Heavy discounting has helped telcos add high-speed-data subscribers faster than cable. During first quarter 2005, telcos secured 1.4 million new DSL customers, while cable added just 1.2 million. But the overall market is still growing so fast that cable's high prices indicate operators are seeing much stronger profits than telcos are.
But the heavy discounting offered by SBC doesn't come without some catches. Subscribers need to commit to the service for one year, as well as subscribing to SBC phone service and buying the modem. (SBC offers a $99 rebate on the $99 modem.)
After the first year, the monthly rate rises to the normal fee: $49.95 per month for 1.5 Mbps or $59.99 per month for 3.0 Mbps. Customers will be able to sign up for longer-term service contracts at cheaper rates, according to SBC spokesman Andy Shaw.
By taking cable's data subscribers, SBC hopes to offset some of the voice-sub losses (Time Warner Cable continues to sign up 15,000 new voice subscribers a week) in the dial-up market. Companies that, like NetZero Inc., have a fee of $14.95 a month for high-speed service or that, like AOL, charge $23.95 a month for dial-up access are seen as vulnerable to SBC Yahoo!. AOL, which refused to comment on SBC's plans, currently has 21.7 million dial-up subscribers in the U.S. About 16.8 million pay more than $15 per month, and another 4.8 million pay less than $15 a month.
De La Cruz also thinks many dial-up users will find DSL's 1.5 Mbps of bandwidth to be plenty. The 3.0-Mbps service will be attractive to those who download a lot of content or play online games.
Cable operators, so far, are unconcerned. “You always have to read the fine print of [SBC's] offers,” says Time Warner Cable spokesman Keith Cocozza. He points to a number of hidden fees and taxes, plus the need to be an SBC phone customer, as just some of the ways the $14.95 price point quickly climbs out of the teens.

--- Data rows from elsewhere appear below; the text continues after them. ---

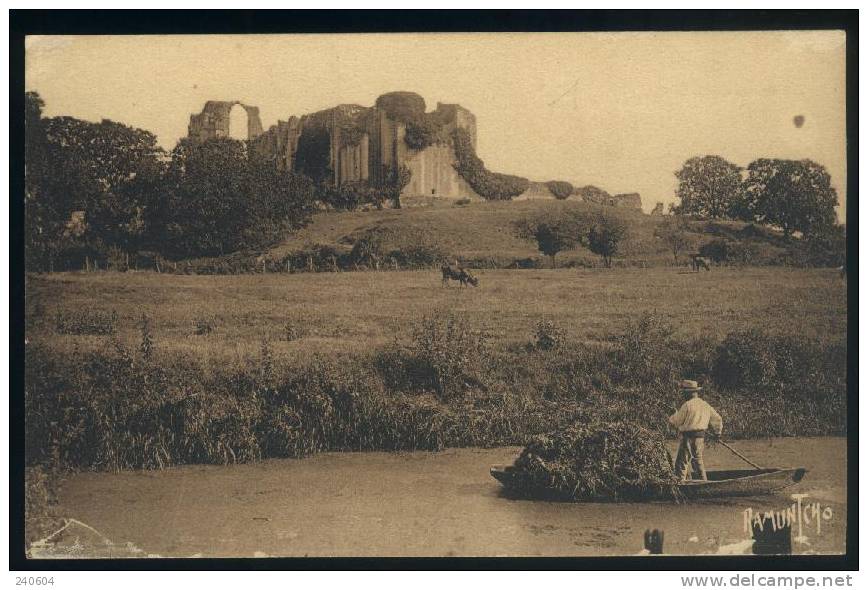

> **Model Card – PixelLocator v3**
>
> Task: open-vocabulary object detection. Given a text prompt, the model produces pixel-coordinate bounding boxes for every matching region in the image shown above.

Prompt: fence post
[645,529,664,555]
[751,516,793,555]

“When customers do the math,” he says, “they'll realize they're paying more than they think they are and getting far less capacity than we offer for a little bit more money.” Time Warner Cable's Roadrunner service offers 4.5 Mbps at $44.95 per month and 9 Mbps for $80 as stand-alone service (both are cheaper when bundled with video and/or voice service).
Cable watching price
Comcast Corp. spokeswoman Jeanne Russo sees little similarity between telco DSL and cable broadband. With 7.4 million broadband subscribers, her company isn't concerned, especially because the telcos cut their rates in 2003 and Comcast continued to see year-over-year growth; last year, it added 1.7 million subscribers.
Cable operators are watching the pricing strategy closely. “This is definitely a direct attack on the cable operators,” says Yankee Group's Mahoney. “In about four years, the market will still be dominated by cable broadband, but DSL and telcos will have about 50% of the market.”
SBC, it appears, will do what it can to make Mahoney's prediction come true. “We're going to get DSL into as many homes as we can,” says De La Cruz. “And by doing things like making this only available online, we can be more aggressive and lower the cost because we don't need sales reps.”